Yerel yönetimler demokrasinin ilk basamağıdır. Halk, kendini yönetenlerin hatalarını, başarılarını, başarısızlıklarını yerel basından doğrudan doğruya daha yakından öğrenme hakkına sahiptir. Bu hakkı yerine getirecek olan da yerel basındır. Yerel yönetimler nasıl demokrasinin ilk basamağı ve çekirdeğiyse, yerel basın da demokrasinin sağlıklı işlemesi göreviyle yükümlü, basın içinde basının özü, çekirdeğidir.
Yerel basın, bölgenin ve bölgede yaşayanların her türlü sorununu ve bu sorunların karşısında üretilebilecek çözüm önerilerini gündeme getiren, tartışan, yerel yönetimle merkezi yönetim arasında köprü işlevi gören, halkın gözü kulağı olduğu kadar yerel yönetimin dili de olabilen bir işleyişle kişilerin küreselleşme girdabından biraz olsun alıkoymaktadır. Aslında yerel basın bir yönüyle ülke basınına malzeme sağlamakta, onları uyarıcı görevler görmekte, onlara yardımcı olmaktadır.
Basının durumu böyleyken halkımızın durumu nasıl? Şöyle bir değerlendirme yapalım. Ben gazetecilikte oldukça yeniyim. Üstad sayılacak gazeteci ağabeylerim çok daha iyi bilirler ancak takip edebildiğim kadarıyla bu konu dile getirilmiyor.
Konu şu; Adıyaman’da günlük 6 gazete çıkıyor. Kimisi biz 2000 kimisi biz 1500 adet basıyoruz diyorlar. Yalanlamak gibi olmasın ama Adıyaman yerel gazetelerinden 2–3 tanesi hariç hiç biri 500 adet’in üstünde bastığına inanmıyorum. İnanmıyorum çünkü yerel gazeteler satılmıyor. Satılmayan mala neden masraf yapılsın. Gazete patronları haklılar basım sayısını az tutmakla…
Geçenlerde ilçemizde birkaç esnafın yanına gittim.Yerel gazeteye abone olmaları için konuşuyorduk.İçlerinden biri(ilçenin en büyük esnaflarından) bana dönerek;” bizim gazete okumaya zamanımız yok.hem boşuna neden para verelim.”dedi.beynimin şartelleri attı.kendimi zor tuttum.hakaret edecektim ancak bana yakışmayacağını düşündüm.haklısın …… Beyefendi dedim. Çekildim.
Yerel gazetecilerin ayakta durabilmesi için gazetelerin satılması gerekir. Gazetecilerin kimsenin gölgesinde, kimsenin kuklası olmaması için kendi ayaklarının üstünde durabilmeleri lazım. Oysa kendi ayakları üzerinde durabilen bir gazete hemen hemen yok gibi.
Sonrada kalkıp
“siz gazeteciler objektif değilsiniz” derler.

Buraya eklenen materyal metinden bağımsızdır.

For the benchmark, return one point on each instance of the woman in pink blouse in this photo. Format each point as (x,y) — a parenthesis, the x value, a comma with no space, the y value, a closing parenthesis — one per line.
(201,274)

Beyhey kardeşim benim objektif olmamı istiyorsan bana senin yardım etmen lazım.
Siyasi parti başkanları bana yardım ederse ben o siyasi parti başkanını kollamak zorunda kalırım.
Neden beni bir siyasiye gebe bırakıyorsun.
Oysa gazeteciler halkın gözü kulağı sesi değimliydiler.
Neden gazeteciler siyasilerin borazanları olsun. “olmaz ama" olursa da
Eğer ki bir gazete bir siyasinin borazanlığını yapıyorsa suçu o gazetede değil halkta aramak lazım.
Adıyaman yerel gazeteleri günlük 3000 bin adet çıkarsa ve bunların hepsinin abonesi olsa hangi bir gazete bir siyasinin kuklası olur?
Elinizi vicdanınıza koyun ve düşünün.